Los Alamos National Laboratory, Los Alamos, NM 87545, USA

Abstract—We examine the properties and performance of kernelized anomaly detectors, with an emphasis on the Mahalanobis- distance based kernel-RX (KRX) algorithm. Although the detector generally performs well for high-bandwidth Gaussian kernels, it exhibits problematic (in some cases catastrophic) performance for distances that are large compared to the bandwidth. By comparing KRX to two other anomaly detectors, we can trace the problem to a projection in feature space, which arises when a pseudoinverse is used on the covariance matrix in that feature space. We show that a regularized variant of KRX overcomes this difficulty and achieves superior performance over a wide range of bandwidths.

Index Terms—Adaptive signal detection, algorithms, covariance matrices, data models, detectors, multidimensional signal processing, pattern recognition, remote sensing. singular value decomposition, spectral analysis.

I. INTRODUCTION

Anomaly detection is the unsupervised identification of data samples (e.g., pixels in a hyperspectral image) that are unusual with respect to the rest of the data [1], [2]. For instance, if the data are modeled by a Gaussian distribution with mean µ and covariance C, then the Mahalanobis distance [3]

A(r) = (r − µ)^TC⁻¹(r − µ) (1) provides a simple measure of how anomalous the point r is;

this measure monotonically increases for decreasing likelihood that r is drawn from the distribution.
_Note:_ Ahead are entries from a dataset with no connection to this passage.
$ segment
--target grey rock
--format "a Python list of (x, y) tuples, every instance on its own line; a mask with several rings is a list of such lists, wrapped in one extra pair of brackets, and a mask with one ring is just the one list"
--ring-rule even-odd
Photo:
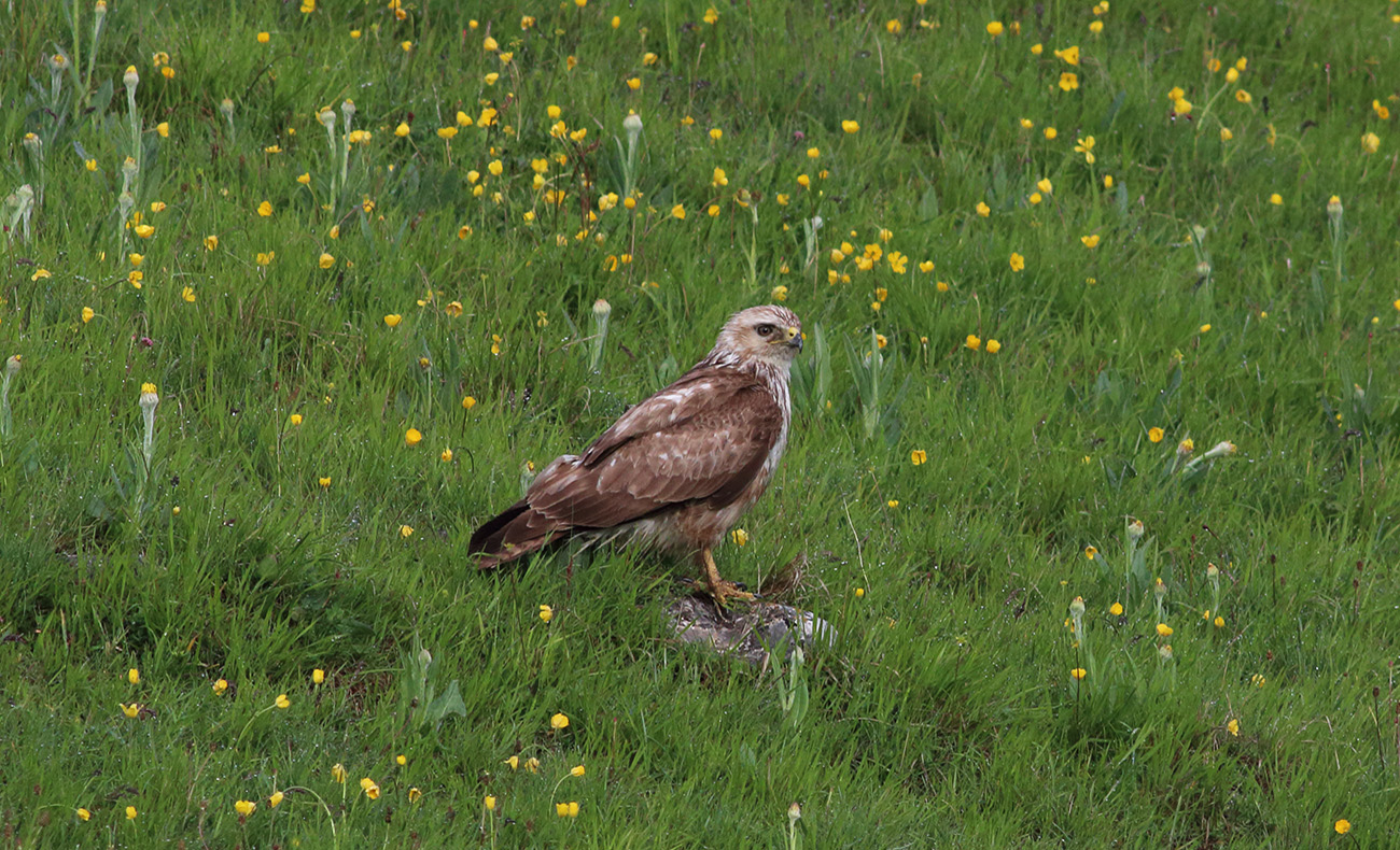
[(804, 647), (836, 643), (832, 624), (777, 603), (734, 604), (721, 611), (708, 598), (686, 596), (666, 607), (666, 617), (682, 643), (699, 643), (755, 667), (767, 667), (770, 653), (787, 658), (798, 642)]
The use of Mahalanobis distance for multispectral and hyperspectral anomaly detection was popularized by Reed and Yu [4] and is commonly referred to as the RX algorithm. A kernelization of the Mahalanobis distance was proposed by Cremers et al. [5] and adopted for hyperspectral anomaly detection by Kwon and Nasrabadi [6].

In this approach, a data sample is mapped to a feature space, and Mahalanobis distance is computed in that feature space.

Where RX effectively assumes that the data samples are drawn from an elliptically-contoured distribution, kernel-RX (KRX) can accommodate more convoluted contours.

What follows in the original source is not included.